Mais c’est en politique que le retour des francs-maçons est le plus spectaculaire à Lyon. En effet, quand Michel Noir était maire de Lyon au début des années 90, Jean-François Mermet, son 1er adjoint centriste, était un des rares adjoints francs-maçons du conseil municipal. En dehors de quelques élus qui se distingueront plutôt par leur affairisme comme Christian Bonnefond, son adjoint aux sports, qui finira exclu de la Grande loge nationale française après avoir été condamné pour abus de confiance.
Jusqu’en 2001, sous le mandat de Raymond Barre, les francs-maçons ne sont pas plus nombreux, à part André Soulier, un vieux “frangin” membre de la loge Union et Liberté du Grand Orient et ils étaient plus rares à s’afficher. Mais quand Gérard Collomb sera élu en 2001, ce jeune franc-maçon, initié quelques années plus tôt, va encourager ses adjoints francs-maçons à se dévoiler en donnant lui-même l’exemple. Et dans sa nouvelle équipe qui vient d’être élue, c’est encore plus spectaculaire puisque 7 des 21 adjoints au maire sont francs-maçons. Soit 30 %, alors que les francs-maçons représentent moins de 0,2 % de la population. Et encore, c’est un minimum car certains élus font très attention à ne pas être “outés”. De plus, sur l’ensemble des 73 conseillers municipaux, ils seraient aujourd’hui pas moins d’une quinzaine.



“Pas encore”
Et c’est d’autant plus frappant que l’essentiel de ces francs-maçons ne faisait pas partie du précédent conseil municipal. Ce qui souligne que le renouvellement est bien réel.
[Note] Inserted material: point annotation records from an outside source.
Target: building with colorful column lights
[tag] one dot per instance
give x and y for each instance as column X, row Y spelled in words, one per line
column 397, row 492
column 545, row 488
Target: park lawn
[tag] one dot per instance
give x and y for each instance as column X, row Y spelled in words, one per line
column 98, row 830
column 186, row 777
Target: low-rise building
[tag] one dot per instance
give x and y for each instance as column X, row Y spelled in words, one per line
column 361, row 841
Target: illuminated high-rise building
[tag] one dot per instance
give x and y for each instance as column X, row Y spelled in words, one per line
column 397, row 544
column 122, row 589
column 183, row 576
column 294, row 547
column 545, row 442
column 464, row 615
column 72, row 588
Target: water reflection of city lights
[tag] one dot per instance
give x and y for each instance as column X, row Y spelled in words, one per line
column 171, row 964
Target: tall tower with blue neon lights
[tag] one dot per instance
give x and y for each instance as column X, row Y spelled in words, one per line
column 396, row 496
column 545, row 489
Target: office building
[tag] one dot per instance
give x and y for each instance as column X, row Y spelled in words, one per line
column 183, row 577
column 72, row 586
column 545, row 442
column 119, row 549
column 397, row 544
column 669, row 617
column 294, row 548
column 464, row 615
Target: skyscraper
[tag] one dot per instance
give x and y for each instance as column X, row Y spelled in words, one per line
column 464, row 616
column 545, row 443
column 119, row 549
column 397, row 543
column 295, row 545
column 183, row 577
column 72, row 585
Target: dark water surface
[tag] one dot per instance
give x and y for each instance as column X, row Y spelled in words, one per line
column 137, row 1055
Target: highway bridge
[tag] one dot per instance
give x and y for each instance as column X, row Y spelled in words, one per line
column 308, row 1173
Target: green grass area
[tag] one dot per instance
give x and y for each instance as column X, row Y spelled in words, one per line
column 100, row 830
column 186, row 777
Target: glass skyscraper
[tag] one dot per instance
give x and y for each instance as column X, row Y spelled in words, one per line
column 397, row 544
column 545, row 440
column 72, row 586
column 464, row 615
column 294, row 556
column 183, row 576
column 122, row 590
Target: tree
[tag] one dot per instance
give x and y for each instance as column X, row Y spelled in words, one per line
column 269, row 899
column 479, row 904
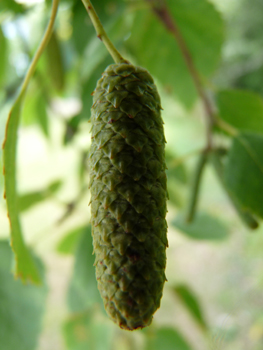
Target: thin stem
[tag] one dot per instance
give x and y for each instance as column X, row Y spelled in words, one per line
column 162, row 12
column 41, row 47
column 178, row 161
column 196, row 186
column 101, row 34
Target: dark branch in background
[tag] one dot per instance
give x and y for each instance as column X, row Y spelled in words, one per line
column 190, row 214
column 159, row 7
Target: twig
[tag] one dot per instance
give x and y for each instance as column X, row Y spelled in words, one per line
column 101, row 34
column 160, row 9
column 196, row 186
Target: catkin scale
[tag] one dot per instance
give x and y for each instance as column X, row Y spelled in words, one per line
column 128, row 194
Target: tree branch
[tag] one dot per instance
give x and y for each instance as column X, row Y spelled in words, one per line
column 159, row 7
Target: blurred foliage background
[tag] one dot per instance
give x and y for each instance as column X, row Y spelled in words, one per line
column 213, row 297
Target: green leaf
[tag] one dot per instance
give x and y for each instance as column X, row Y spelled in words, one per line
column 27, row 200
column 72, row 127
column 204, row 226
column 13, row 6
column 55, row 63
column 86, row 332
column 176, row 168
column 242, row 109
column 69, row 242
column 175, row 196
column 156, row 49
column 21, row 306
column 83, row 291
column 191, row 303
column 245, row 215
column 243, row 173
column 25, row 264
column 3, row 56
column 90, row 85
column 166, row 339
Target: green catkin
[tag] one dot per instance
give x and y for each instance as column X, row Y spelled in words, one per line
column 128, row 194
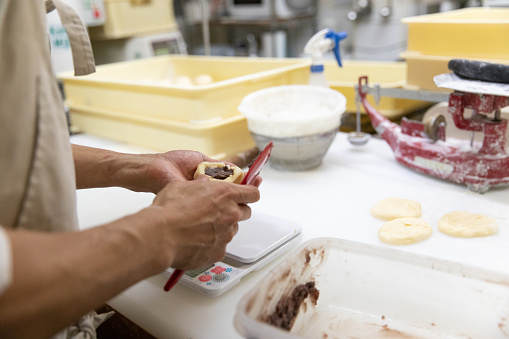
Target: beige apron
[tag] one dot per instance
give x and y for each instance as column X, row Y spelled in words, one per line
column 37, row 183
column 36, row 167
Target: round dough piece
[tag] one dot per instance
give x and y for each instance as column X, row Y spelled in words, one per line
column 219, row 171
column 404, row 231
column 467, row 225
column 393, row 208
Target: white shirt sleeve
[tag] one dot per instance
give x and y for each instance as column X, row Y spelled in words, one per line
column 5, row 261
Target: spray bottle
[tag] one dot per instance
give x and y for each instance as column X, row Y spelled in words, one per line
column 320, row 43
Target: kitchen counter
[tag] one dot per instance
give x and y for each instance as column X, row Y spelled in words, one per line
column 333, row 200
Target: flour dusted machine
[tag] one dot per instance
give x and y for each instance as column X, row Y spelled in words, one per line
column 423, row 146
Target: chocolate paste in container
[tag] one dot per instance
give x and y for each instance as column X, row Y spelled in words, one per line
column 345, row 289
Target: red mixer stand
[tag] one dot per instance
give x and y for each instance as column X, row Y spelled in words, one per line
column 425, row 148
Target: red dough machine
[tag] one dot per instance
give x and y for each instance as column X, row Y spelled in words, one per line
column 425, row 148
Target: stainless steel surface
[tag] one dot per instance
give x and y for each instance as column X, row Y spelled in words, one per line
column 358, row 138
column 402, row 93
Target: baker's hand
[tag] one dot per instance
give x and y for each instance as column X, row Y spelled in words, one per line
column 201, row 218
column 160, row 169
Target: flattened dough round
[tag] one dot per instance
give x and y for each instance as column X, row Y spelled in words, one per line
column 467, row 225
column 393, row 208
column 236, row 175
column 404, row 231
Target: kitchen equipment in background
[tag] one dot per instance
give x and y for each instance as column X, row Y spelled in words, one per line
column 376, row 31
column 320, row 43
column 259, row 240
column 300, row 120
column 435, row 39
column 144, row 102
column 265, row 9
column 138, row 47
column 128, row 18
column 423, row 146
column 358, row 138
column 368, row 291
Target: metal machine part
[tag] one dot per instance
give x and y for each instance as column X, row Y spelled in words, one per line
column 425, row 148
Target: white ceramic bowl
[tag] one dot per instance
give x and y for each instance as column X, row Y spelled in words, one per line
column 300, row 120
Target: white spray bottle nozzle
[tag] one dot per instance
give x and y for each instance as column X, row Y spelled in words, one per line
column 324, row 41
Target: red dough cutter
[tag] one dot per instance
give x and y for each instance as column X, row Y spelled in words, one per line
column 252, row 173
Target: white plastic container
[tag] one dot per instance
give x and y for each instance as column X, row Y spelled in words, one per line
column 378, row 292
Exemple avec Heidi Giovacchini, 2e adjointe aux droits des citoyens, directrice d’un groupe de cliniques privées et membre de la Grande loge féminine (voir portrait), mais aussi Marie-Odile Fondeur, responsable de salons à Eurexpo, qui est aujourd’hui adjointe chargée des ressources humaines ou encore Georges Kepenekian, chirurgien urologue à l’hôpital Saint-Joseph, figure de la cause arménienne et nouvel adjoint à la culture de Collomb.
Des nouveaux venus au conseil municipal qui sont un peu agacés d’être déjà “dévoilés”. D’ailleurs, les questions insistantes de Lyon Mag pour réaliser cette enquête ont semé la panique. “Je suis trop occupé pour vous répondre”, expliquera, par exemple, Georges Kepenekian. Et plusieurs élus qui avaient accepté d’être interviewés ont tout annulé au dernier moment. Une réunion de concertation a même été organisée en urgence à la mairie pour fixer “une stratégie de communication” sur ce sujet sensible.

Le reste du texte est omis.